Latin America: Week in Review, Uruguay
Great Reads Round-Up: Feb. 2-8
February 9, 2015 By Staff
Crisis in Mexico: Who is Really Responsible for the Missing Forty-Three?
Francisco Goldman. The New Yorker. February 7, 2015.
More than four months have passed since 43 teacher-trainee students disappeared from the Mexican town of Iguala. In the interim, municipal and federal forces have been implicated in the alleged kidnapping and murder of the students. The mayor and first lady of Iguala have been arrested, as have more than 50 municipal officers. Meanwhile, protests around Mexico lay the blame for the Iguala student crisis on President Enrique Peña Nieto’s doorstep. In part five of his series on the missing 43 for The New Yorker, Francisco Goldman explores the question of who is to blame for the alleged massacre.
The Shame of America’s Family Detention Camps
Wil S. Hylton. The New York Times. February 4, 2015.
Despite President Barack Obama’s recent executive order extending protections to undocumented immigrants who have been in the United States for more than five years, the growing immigration crisis on the U.S.-Mexico border continues. Massive detention centers have been built near the border, and U.S. authorities continue to deport children and parents — most of them fleeing gang violence in Central America — in large numbers. In this New York Times Magazine piece, Wil S. Hylton takes a look at the situation, and at some of the volunteer lawyers working to stop the deportations, schedule asylum hearings and provide relief for the families caught up in the large U.S. immigration apparatus.

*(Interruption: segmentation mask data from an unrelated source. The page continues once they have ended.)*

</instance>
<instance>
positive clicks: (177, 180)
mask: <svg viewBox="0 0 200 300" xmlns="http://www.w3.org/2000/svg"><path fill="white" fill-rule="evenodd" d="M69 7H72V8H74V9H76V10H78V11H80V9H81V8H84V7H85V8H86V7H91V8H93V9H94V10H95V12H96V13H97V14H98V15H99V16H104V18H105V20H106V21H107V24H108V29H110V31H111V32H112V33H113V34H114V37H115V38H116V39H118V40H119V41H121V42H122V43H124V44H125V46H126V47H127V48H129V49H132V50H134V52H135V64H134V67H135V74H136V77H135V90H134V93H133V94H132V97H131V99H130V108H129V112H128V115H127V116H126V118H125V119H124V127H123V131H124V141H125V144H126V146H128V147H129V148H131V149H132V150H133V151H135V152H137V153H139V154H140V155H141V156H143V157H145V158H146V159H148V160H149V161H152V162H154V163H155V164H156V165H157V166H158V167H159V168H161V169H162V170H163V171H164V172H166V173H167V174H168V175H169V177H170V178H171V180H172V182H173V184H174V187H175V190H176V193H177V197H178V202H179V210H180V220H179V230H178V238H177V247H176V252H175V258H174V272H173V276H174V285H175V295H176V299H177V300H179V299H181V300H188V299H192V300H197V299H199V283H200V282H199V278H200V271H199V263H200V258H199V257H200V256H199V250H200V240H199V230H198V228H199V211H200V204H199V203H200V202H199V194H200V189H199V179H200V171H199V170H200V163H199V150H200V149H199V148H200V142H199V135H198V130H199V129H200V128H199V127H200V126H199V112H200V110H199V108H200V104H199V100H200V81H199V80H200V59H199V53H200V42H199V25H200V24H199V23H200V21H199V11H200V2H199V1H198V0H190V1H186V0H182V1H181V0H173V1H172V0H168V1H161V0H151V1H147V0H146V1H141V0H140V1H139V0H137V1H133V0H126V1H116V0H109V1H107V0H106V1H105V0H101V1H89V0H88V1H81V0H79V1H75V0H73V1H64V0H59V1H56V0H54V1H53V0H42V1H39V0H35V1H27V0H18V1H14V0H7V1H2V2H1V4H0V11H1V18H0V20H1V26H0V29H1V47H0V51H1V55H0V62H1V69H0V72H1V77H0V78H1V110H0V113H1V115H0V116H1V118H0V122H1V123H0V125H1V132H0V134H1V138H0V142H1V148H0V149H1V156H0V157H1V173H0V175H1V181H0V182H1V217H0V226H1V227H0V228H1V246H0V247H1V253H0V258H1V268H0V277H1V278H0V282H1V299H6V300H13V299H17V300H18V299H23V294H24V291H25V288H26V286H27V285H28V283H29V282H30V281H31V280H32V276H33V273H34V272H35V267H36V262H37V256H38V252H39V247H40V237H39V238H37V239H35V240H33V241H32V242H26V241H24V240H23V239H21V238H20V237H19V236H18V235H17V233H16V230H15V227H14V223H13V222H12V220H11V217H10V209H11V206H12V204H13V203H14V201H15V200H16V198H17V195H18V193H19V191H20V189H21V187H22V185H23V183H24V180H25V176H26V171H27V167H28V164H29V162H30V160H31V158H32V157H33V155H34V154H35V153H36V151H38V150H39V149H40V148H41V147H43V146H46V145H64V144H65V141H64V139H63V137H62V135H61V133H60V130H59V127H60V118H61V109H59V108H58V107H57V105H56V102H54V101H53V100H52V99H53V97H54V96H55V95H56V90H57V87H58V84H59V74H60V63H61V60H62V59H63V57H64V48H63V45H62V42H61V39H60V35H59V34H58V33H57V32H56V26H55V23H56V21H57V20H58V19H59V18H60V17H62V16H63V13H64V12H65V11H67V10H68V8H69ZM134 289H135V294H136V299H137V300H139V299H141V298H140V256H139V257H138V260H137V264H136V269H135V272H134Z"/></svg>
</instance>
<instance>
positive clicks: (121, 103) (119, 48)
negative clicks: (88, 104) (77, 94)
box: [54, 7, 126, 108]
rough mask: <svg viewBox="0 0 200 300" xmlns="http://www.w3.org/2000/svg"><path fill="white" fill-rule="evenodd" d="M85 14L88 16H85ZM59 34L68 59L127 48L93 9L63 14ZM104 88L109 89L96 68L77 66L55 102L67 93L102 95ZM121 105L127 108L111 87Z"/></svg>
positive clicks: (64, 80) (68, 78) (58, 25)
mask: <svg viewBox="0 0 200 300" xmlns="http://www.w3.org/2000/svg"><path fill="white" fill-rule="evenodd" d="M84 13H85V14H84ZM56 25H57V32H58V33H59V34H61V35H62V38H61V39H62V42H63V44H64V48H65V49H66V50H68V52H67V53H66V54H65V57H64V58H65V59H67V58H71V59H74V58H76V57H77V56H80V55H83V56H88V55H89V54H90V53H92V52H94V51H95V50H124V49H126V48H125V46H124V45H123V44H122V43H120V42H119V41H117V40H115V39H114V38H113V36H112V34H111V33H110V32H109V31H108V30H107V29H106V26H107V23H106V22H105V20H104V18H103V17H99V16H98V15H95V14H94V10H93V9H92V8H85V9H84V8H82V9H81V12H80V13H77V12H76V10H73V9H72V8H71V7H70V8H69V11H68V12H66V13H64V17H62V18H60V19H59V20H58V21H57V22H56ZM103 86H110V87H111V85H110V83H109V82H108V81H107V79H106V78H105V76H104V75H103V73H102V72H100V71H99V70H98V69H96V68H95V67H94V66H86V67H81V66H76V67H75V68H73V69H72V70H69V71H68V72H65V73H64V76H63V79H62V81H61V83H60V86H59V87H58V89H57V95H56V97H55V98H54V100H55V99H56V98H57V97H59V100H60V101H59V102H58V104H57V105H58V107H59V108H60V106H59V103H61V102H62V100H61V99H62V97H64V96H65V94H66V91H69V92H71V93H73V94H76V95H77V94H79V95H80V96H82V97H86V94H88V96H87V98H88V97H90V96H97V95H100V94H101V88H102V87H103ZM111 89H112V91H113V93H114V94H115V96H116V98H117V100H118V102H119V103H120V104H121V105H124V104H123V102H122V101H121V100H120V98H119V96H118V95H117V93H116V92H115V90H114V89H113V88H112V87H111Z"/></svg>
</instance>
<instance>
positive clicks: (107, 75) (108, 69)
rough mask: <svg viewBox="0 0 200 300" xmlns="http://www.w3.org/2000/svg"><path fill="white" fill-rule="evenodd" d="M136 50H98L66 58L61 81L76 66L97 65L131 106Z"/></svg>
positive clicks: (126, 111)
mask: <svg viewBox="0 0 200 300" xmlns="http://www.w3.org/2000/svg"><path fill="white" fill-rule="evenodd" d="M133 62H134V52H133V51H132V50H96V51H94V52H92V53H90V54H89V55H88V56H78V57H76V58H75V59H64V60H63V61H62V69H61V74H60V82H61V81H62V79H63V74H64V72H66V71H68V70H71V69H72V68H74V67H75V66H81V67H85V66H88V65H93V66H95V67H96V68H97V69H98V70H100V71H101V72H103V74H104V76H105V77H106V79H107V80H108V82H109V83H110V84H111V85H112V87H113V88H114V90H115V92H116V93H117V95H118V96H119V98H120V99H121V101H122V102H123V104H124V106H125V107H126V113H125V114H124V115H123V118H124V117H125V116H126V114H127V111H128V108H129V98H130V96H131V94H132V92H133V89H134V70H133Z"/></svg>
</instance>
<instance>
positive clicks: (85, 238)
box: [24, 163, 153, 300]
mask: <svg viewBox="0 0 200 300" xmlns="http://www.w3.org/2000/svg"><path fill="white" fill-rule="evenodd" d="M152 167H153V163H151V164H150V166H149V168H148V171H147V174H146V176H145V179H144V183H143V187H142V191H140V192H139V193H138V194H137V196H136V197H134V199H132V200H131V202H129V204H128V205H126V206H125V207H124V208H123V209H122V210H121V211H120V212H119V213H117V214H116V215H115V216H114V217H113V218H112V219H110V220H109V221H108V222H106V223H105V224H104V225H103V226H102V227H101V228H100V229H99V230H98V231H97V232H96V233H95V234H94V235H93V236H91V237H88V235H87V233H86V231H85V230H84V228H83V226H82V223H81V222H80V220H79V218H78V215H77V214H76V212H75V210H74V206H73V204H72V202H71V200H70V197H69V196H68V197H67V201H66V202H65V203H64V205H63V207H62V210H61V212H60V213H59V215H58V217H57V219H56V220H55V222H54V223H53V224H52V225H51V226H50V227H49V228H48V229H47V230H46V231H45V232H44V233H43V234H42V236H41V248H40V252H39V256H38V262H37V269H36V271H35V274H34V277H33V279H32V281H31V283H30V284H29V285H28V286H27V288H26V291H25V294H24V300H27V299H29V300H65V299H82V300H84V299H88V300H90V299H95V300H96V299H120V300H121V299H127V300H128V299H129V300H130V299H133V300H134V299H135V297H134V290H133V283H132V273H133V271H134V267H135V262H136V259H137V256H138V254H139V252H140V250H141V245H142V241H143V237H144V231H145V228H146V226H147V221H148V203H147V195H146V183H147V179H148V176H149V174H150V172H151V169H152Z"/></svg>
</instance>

A Peace Deal with Colombia’s Marxist Guerrillas Won’t Fix Latin America’s Cocaine Problem
Steven Cohen. VICE. February 4, 2015.
The drug trade is a complex phenomenon in Colombia. The Colombian government, currently in peace talks with the rebel group FARC, is trying to push the rebels to stop dealing drugs. However, journalist Steven Cohen explains for VICE News how the FARC demobilization will not end Colombia’s cocaine problems. “The FARC has only ever played a marginal role in moving cocaine to foreign markets,” he writes. Check out why paramilitaries, organized cartels and the policies of the war on drugs will make it difficult to end the drug trade in Colombia anytime soon.
Jose Mujica Was Every Liberal’s Dream President. He Was Too Good to Be True
Eve Fairbanks. The New Republic. February 5, 2015.
Uruguay’s President José Mujica is a ‘liberal dream’, writes Eve Fairbanks at the New Republic. But the international conversation surrounding his presidency has not taken into account the huge problems Mujica encountered to approve laws to reduce the inequality gap in this small South American country. And Uruguayan citizens don’t seem to be acting against the cultural values of capitalism as Mujica would have wanted. This in-depth analysis explains the real achievements and failures of one of Latin America’s most celebrated presidents.
The Brazilian Town Where the American Confederacy Lives On
Mimi Dwyer. VICE. February 5, 2015.
Celebrations of the Confederacy — battle songs, war reenactments and the “Stars and Bars” flag — are usually events reserved for small towns in the U.S. South. In the Brazilian town of Americana, however, an annual festival pays tribute to the region’s unique connection with the U.S. past. Around 150 years ago, Southern defectors dissatisfied with the outcome of the U.S. civil war moved to this Brazilian town and formed a community that today celebrates the festival of the “Fraternidade Descendência Americana”, or the “brotherhood of Confederate descendants.” In this piece, Mimi Dwyer explores what the festival means when viewed in the context of Brazil’s long history of slavery, which continues to this day in many parts of the country.